單于都尉的話,彷彿為馬騰打開了一扇天窗,使他從此躍入了一個新的、以前從未涉足過、甚至從來沒有想像過的天地。
「都尉其話,可謂老成謀國;都尉其人,可謂老謀深算。」短短時間裡,馬騰已對單于都尉的話給予了深深的認同,對單于都尉從心底里油然產生一種欽佩。

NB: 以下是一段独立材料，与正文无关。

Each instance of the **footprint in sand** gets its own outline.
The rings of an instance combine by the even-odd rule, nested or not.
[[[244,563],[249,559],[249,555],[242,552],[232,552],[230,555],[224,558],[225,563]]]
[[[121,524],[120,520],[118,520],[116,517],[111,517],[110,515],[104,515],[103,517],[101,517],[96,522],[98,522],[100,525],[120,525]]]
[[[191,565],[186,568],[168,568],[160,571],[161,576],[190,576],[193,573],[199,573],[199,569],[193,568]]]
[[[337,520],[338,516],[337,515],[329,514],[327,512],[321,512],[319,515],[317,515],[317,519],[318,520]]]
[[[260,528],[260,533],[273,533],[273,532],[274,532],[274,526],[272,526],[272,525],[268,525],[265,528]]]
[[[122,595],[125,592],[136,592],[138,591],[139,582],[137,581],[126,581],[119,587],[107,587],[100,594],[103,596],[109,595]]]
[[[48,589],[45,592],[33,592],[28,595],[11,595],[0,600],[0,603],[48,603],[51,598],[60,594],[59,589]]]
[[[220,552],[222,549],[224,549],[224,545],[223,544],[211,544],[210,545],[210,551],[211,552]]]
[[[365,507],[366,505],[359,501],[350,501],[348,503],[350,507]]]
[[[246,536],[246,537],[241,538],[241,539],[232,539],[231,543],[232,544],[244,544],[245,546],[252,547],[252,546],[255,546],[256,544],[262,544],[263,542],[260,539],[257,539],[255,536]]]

戰爭,是一個國家對外所採取的最後手段,是不得已而為之,如果沒有複雜的考量,是不會付諸實施的。驅除外虜,首要的目標即是確保邊境平安。
而現在看來,徹底消滅步度根等人,確然不如暫時保留他們對居延有利。所謂上馬管軍、下馬管民,說的竟然是這個道理。
以前,父親馬平跟他說起文淵公的事迹時,他除了對祖上的敬仰,還沒有多少其他深刻的印象,但沒有想到,事情竟然這麼快就面臨到自己頭上!
馬騰苦笑著搖搖頭,心想自己現在不過一個小小司馬,竟然需要考慮這麼多的方面和問題,假若將來自己要是再進一步的話,那得面臨多大的壓力?自己是否能夠承受得了?他不知道。